Una cínica voz en off, un auto a mil, unos tipos con máscaras de payaso, una persecución bien filmada y unos canas (un yanqui, un mexicano) que se pelean para ver quién se queda con el botín ponen la película en modo post-Tarantino. Por más que la camisa roja le calce como sólo a una estrella, Gibson es creíble como tipo duro y descreído. El off parece salido de un film noir en estado de pudrición y el mundo en el que transcurre Get the Gringo y los personajes que lo habitan, también. La cárcel mexicana a la que el protagonista-chorro va a parar es la enésima potencia de la visión yanqui del sur del río Grande: un sucio y maldito infierno, sin orden ni ley. Pero como tampoco aparece ningún yanqui virtuoso, se puede pensar que la película transpira, más que racismo, una misantropía sin fronteras. Y eso es bueno para una película que se quiere negra.

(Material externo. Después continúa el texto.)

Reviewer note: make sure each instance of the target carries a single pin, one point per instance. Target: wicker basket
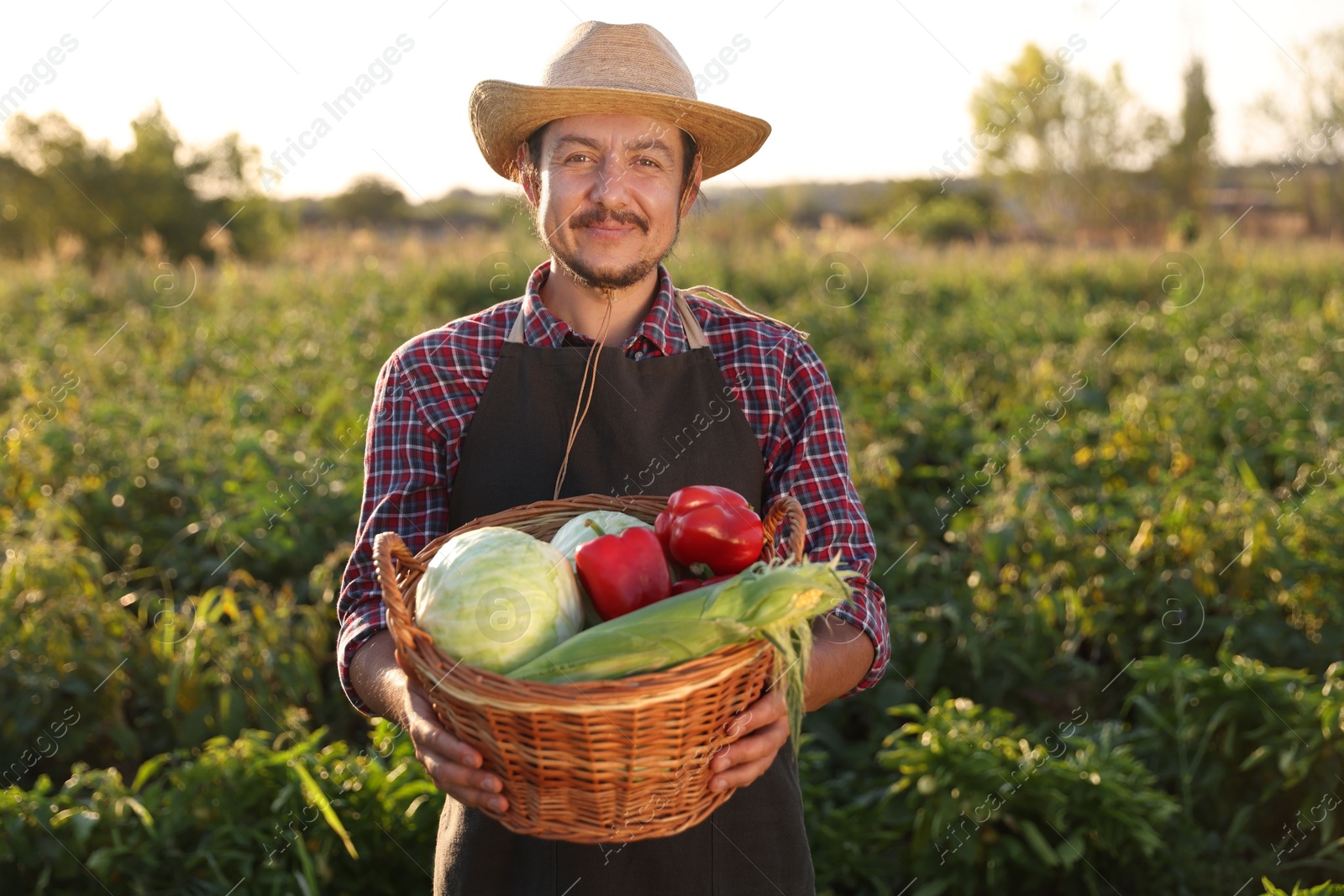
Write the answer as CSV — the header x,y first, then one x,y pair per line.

Como en todo film de cárcel, el recién llegado deberá demostrar que no es un perejil a los pesados que mandan ahí. A la manera de Sam Spade en Cosecha roja, Gibson (el personaje no tiene nombre) echa leña al fuego de la interna carcelaria, para que se trencen entre sí tipo hinchada de Boca, y salirse con la suya. Detalle interesante, el arma de la que se vale es, antes que el músculo, el ojo. Lo cual pone al espectador en posición de cazador visual. Pero –¡problema en puerta!– al mismo tiempo se hace amigo de un chico mexicano, con cuentas pendientes con el “poronga” de la cárcel (Daniel Giménez Cacho, el de Profundo carmesí). Y más amigo todavía de su mamá-viuda. Peligro de love story, matizada apenas por el hecho de que la señora es capaz de zurrar a Gibson a tortazos (cuestión de que no lo acusen de machista). De la mano de este trío de héroes-víctimas, lo que empezó podrido se va higienizando, en la misma medida en que se definen los “malos” de la película. De allí en más la cosa se pone cada vez más rutinaria, salvada apenas por la presencia de Peter Gerety, secundario buenísimo, al que no hay jabón o champú de guión que puedan lavar del todo.